With the redesigned 2016 Maxima -- on sale today -- Nissan is aiming to convince luxury brand shoppers that the Maxima serves up more premium features for the money than the Audi A4, Acura TLX or BMW 3-series.
With beefed up power and handling, the Maxima combines sporty performance (see test drive impressions below) and a comfortable, roomy passenger cabin. With models ranging from $32,410 to $39,860, the Maxima compares in price to the lower end of the spectrum for cars like the BMW 3-series ($32,950 to $62,800).

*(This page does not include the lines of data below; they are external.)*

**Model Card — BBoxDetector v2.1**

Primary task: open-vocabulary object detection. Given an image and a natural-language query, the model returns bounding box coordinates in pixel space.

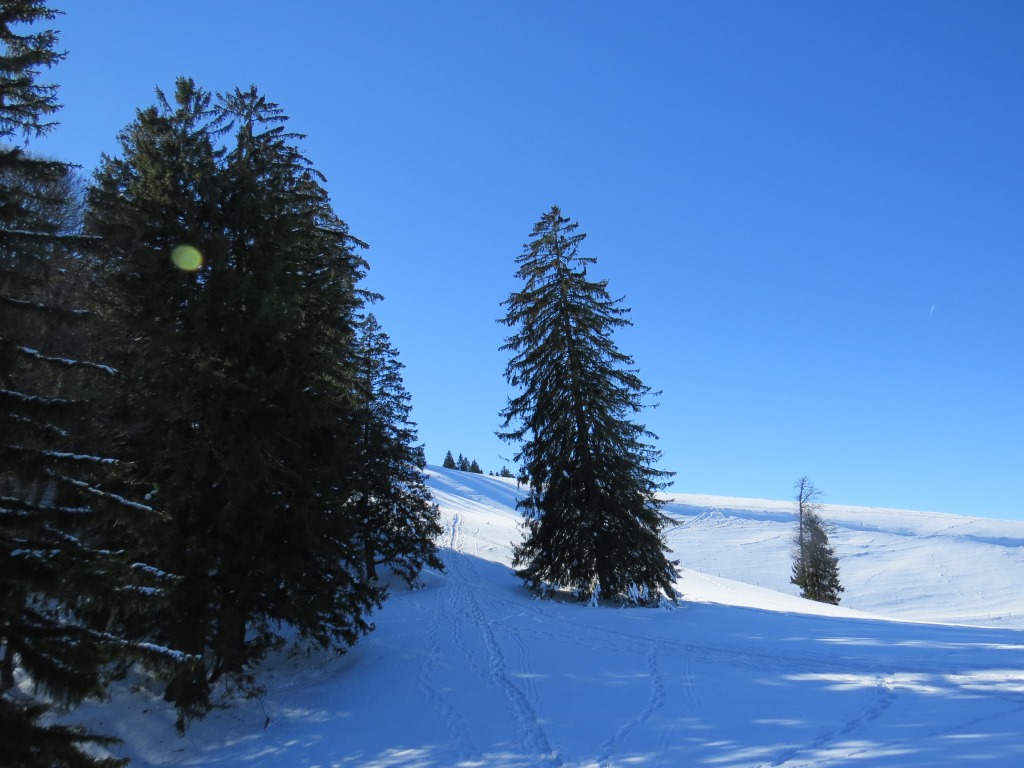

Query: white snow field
[69,466,1024,767]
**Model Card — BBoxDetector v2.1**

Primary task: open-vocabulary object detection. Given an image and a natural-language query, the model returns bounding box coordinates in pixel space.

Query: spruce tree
[499,206,678,605]
[1,3,164,764]
[86,77,225,719]
[442,450,457,469]
[790,477,844,605]
[351,313,443,585]
[87,80,380,724]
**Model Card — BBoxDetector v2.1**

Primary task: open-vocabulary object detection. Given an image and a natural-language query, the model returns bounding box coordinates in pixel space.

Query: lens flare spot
[171,245,203,271]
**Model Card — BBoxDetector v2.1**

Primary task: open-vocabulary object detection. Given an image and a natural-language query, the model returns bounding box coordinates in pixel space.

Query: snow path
[62,467,1024,766]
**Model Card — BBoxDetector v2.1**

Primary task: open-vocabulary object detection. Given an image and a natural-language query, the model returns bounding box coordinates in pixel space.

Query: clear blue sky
[34,1,1023,519]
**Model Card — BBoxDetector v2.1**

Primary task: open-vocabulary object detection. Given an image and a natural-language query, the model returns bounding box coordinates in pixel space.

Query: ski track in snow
[424,473,1024,767]
[596,642,665,767]
[434,510,562,766]
[417,539,481,762]
[762,674,896,767]
[56,467,1024,767]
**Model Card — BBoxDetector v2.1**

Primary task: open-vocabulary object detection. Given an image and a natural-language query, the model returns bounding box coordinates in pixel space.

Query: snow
[63,466,1024,766]
[40,450,119,464]
[0,387,75,406]
[56,475,156,513]
[16,344,119,374]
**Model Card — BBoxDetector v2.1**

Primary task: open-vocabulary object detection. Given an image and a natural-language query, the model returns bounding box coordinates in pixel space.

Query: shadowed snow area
[66,466,1024,766]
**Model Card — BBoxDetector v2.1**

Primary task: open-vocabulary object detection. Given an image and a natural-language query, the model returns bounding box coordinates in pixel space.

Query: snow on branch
[136,642,199,664]
[131,561,176,580]
[1,494,91,516]
[88,630,198,663]
[0,293,90,317]
[9,444,120,465]
[41,450,119,464]
[7,412,70,437]
[51,474,157,514]
[15,344,118,374]
[0,388,77,406]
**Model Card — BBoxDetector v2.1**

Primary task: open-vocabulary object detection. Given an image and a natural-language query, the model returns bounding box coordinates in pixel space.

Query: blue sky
[35,2,1022,519]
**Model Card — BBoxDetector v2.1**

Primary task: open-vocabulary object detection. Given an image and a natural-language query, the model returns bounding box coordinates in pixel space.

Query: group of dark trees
[442,450,483,474]
[440,452,516,480]
[1,3,440,764]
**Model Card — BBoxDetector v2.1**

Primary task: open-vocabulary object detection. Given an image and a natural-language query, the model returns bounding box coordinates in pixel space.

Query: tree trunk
[365,535,378,581]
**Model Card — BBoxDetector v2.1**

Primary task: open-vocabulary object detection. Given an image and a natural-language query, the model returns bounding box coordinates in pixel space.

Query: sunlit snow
[65,466,1024,767]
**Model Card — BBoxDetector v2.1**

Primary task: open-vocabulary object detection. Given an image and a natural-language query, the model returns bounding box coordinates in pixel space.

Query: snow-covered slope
[68,466,1024,766]
[659,492,1024,628]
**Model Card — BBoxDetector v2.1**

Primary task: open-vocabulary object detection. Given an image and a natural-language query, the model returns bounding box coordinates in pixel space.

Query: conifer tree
[790,477,844,605]
[456,453,470,472]
[1,3,165,763]
[351,313,443,584]
[85,77,225,719]
[442,450,457,469]
[87,80,380,724]
[499,206,678,605]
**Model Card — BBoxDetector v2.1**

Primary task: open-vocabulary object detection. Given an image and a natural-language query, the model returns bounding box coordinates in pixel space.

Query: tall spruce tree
[351,313,443,585]
[1,3,165,765]
[86,80,380,724]
[499,206,678,605]
[85,77,225,720]
[790,476,844,605]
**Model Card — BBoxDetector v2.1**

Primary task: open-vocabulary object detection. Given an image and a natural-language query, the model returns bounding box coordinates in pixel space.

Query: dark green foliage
[790,477,844,605]
[498,466,515,478]
[1,3,158,763]
[446,452,483,473]
[85,79,228,720]
[87,79,381,725]
[499,206,678,605]
[351,313,443,585]
[0,697,127,768]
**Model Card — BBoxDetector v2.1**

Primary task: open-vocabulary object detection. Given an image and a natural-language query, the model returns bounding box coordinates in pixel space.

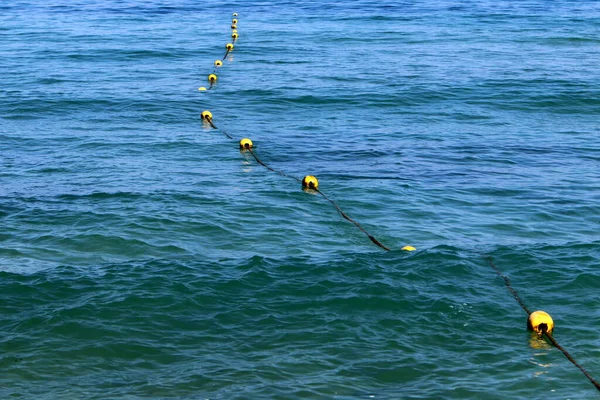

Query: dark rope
[222,48,230,60]
[542,326,600,392]
[484,255,531,315]
[485,255,600,392]
[316,189,390,251]
[248,148,301,182]
[245,148,389,251]
[205,117,233,140]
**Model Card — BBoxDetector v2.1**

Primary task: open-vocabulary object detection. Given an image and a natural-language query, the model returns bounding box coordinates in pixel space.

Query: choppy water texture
[2,1,600,398]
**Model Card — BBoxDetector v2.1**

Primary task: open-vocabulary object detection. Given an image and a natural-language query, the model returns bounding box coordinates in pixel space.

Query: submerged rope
[485,255,600,392]
[315,189,390,251]
[205,117,233,140]
[541,325,600,391]
[245,145,388,250]
[248,148,301,182]
[222,48,231,60]
[485,256,531,315]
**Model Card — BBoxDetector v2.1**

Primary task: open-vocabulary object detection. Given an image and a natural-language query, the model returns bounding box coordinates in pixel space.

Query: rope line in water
[315,189,390,251]
[247,145,390,250]
[198,21,238,92]
[245,142,389,250]
[485,255,531,315]
[541,325,600,392]
[485,255,600,392]
[197,15,394,253]
[204,116,233,140]
[197,12,600,395]
[248,148,301,182]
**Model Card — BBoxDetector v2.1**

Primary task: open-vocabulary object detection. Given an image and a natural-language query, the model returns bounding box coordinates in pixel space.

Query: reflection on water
[529,334,553,377]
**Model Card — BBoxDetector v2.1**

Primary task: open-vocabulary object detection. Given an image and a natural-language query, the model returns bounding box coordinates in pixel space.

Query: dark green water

Maxima's large-sedan competitors like the Chrysler 300 are trying a similar strategy, says analyst Karl Brauer of Kelley Blue Book. "Companies have to go after premium buyers with their large sedans because the midsize sedan segment has gone so far upscale," Brauer told MoneyWatch in an e-mail. "The new Chrysler 300 in Platinum trim makes a very convincing luxury statement, and the new Maxima is taking the same approach."
The Maxima shares the engineering and production platform used by Nissan's midsize, high-volume entry, the Altima. But with the Maxima, Nissan is aiming not for high-volume sales but for high profit per car sold, Brauer said. "The Maxima at the high end of its pricing range should be far more profitable than the Altima," he added.
Now, let's put wheels on the road and see how the new Maxima looks, drives and rides. Here are some impressions I got during a test drive at a Nissan event in New York City:
- Styling More striking than the previous generation Maxima, the 2016 model features muscular-looking front fenders. The side pillars are blacked out to give the look that Nissan calls a "floating roof." Maxima designers say it was inspired by the canopy of a jet fighter. This design look worked well on dark-colored Maximas but was less successful on the white test cars.
- Performance While the Maxima doesn't quite live up to the company's description of it as a four-door sports car, it's a very lively drive for a large sedan. Acceleration is quick, thanks to the 300-horsepower, 3.5-liter V-6 engine that's standard on all versions of the Maxima. Even at highway speeds, hitting the gas pedal gives a swift, satisfying response.
The new transmission, in smooth continuously variable mode at lower speeds, changes to quick shifts when you push it at higher speeds. A button on the center console lets you shift to "sport" mode if you want to tackle curving back roads or otherwise push the Maxima. Partly from a reduction in weight, the new Maxima increases the estimated gas mileage in highway driving to 30 MPG, a 15 percent improvement over the last generation. City driving is rated for 22 MPG.
- Roominess and comfort The Maxima does indeed provide more leg room for backseat passengers than the entry-level luxury cars it's targeting, as the company likes to point out. A combination of the Maxima's suspension and its so-called zero gravity seats create an unusually comfortable ride at highway speed over rough pavement. (I had been over some of the same hard-riding stretches in a different vehicle earlier this month.)
- Safety The top three versions of the Maxima -- the SL, SR and Platinum -- have the latest safety equipment that started with luxury brands like Mercedes-Benz. That includes a drowsy driver warning that sounds an alarm if it detects a changing style of driving that could mean the driver is sleepy. Forward collision avoidance is coupled with adaptive cruise control, which keeps the car a certain distance from the vehicle ahead. If the radar sensors determine a crash is imminent, the system hits the brakes. Blind spot warning, which tells you if another car is in the lane next to you, has well-positioned signal lights at the driver's eye level.